Award-winning Andrew O'Hagan reveals WikiLeaks founder's behaviour $2.5m book deal imploded because Assange changed his mind O'Hagan found him inconsistent, vain, funny, proud - a Peter Pan

By Abigail Frymann

PUBLISHED: 12:26 EST, 22 February 2014 | UPDATED: 12:41 EST, 22 February 2014

The writer who was working with Julian Assange's failed 2011 autobiography has for the first time described what it was like collaborating with the WikiLeaks founder who he found by turns inconsistent, passionate, funny, lazy, courageous, vain, paranoid, moral and manipulative.

Andrew O'Hagan, an award-winning, Booker-nominated writer, was drafted in by publishers Canongate to ghost-write but as the deadline loomed Assange was increasingly uncomfortable about the whole venture and one of the highest profile book deals of recent times collapsed.

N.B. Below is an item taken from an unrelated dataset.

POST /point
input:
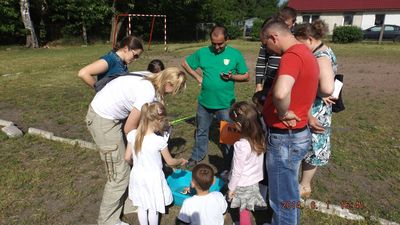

Canongate had sold books in more than 40 countries for a staggering US$2.5m before the deal imploded.

Complex: Wikileaks founder Julian Assange, whose behaviour O'Hagan sheds light on

O'Hagan told his story in a lengthy essay for the London Review of Books, a version of which he delivered in a lecture in London last night, the Guardian reported.

Ultimately, the book deal collapsed, O'Hagan wrote, because Assange had never wanted to write it.

'The man who put himself in charge of disclosing the world's secrets simply couldn't bear his own. The story of his life mortified him and sent him scurrying for excuses. He didn't want to do the book. He hadn't from the beginning,' he said.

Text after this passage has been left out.